Perturbing the Derivative: Wild Refitting for Model-Free Evaluation of Machine Learning Models under Bregman Losses
Haichen Hu, David Simchi-Levi
TL;DR
The paper addresses the challenge of obtaining high-probability excess-risk bounds for complex, opaque models trained with empirical risk minimization under general Bregman losses, without relying on global function-class structure. It introduces Wild Refitting with Bregman Loss, a model-free procedure that perturbs derivatives rather than outputs, using a randomized Rademacher scheme to form wild responses and retrain a new predictor. The core contribution is a non-asymptotic, high-probability bound on the excess risk that depends on the wild optimism term and several controllable components, valid under fixed design and black-box access to the trainer. This framework enables principled model evaluation for deep neural networks and generative models, with potential extensions to random design and high-dimensional settings, and invites empirical validation on real-world opaque models.
Abstract
We study the excess risk evaluation of classical penalized empirical risk minimization (ERM) with Bregman losses.

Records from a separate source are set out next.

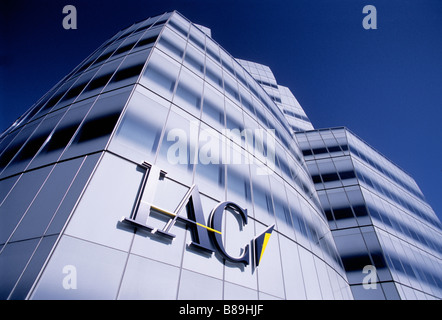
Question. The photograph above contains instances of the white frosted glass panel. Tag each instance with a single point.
(103, 210)
(159, 282)
(93, 266)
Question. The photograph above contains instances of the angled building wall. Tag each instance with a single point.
(378, 217)
(110, 182)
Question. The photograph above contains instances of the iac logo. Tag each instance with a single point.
(205, 236)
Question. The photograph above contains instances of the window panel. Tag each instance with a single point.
(188, 94)
(161, 74)
(94, 132)
(139, 132)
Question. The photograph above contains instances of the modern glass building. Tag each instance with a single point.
(378, 217)
(162, 167)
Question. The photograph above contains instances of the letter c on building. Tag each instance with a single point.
(215, 222)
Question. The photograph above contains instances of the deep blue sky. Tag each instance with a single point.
(385, 85)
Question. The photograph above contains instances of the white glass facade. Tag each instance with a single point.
(163, 168)
(378, 216)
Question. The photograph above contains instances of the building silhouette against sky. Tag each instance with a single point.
(162, 167)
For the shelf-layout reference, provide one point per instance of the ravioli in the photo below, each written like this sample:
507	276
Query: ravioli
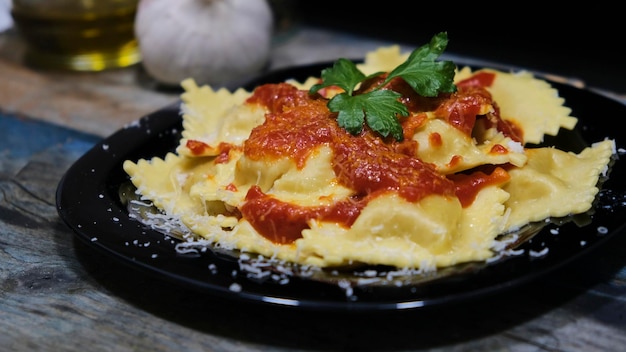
277	178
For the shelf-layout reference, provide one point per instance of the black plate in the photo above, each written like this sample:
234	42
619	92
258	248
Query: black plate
88	201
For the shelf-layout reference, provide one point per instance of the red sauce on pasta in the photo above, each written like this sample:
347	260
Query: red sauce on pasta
297	123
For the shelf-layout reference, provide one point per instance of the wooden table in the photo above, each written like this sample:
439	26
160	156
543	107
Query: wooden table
58	294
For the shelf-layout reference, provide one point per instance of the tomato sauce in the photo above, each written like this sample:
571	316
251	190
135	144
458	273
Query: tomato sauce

We show that by leveraging the idea of wild refitting, one can efficiently upper bound the excess risk through the so-called "wild optimism," without relying on the global structure of the underlying function class. This property makes our approach inherently model-free. Unlike conventional analysis, our framework operates with just one dataset and black-box access to the training procedure. The method involves randomized Rademacher symmetrization and constructing artificially modified outputs by perturbation in the derivative space with appropriate scaling, upon which we retrain a second predictor for excess risk estimation. We establish high-probability performance guarantee under the fixed design setting, demonstrating that wild refitting under Bregman losses, with an appropriately chosen wild noise scale, yields a valid upper bound on the excess risk. Thus, our work is promising for theoretically evaluating modern opaque ML models, such as deep neural networks and generative models, where the function class is too complex for classical learning theory and empirical process techniques.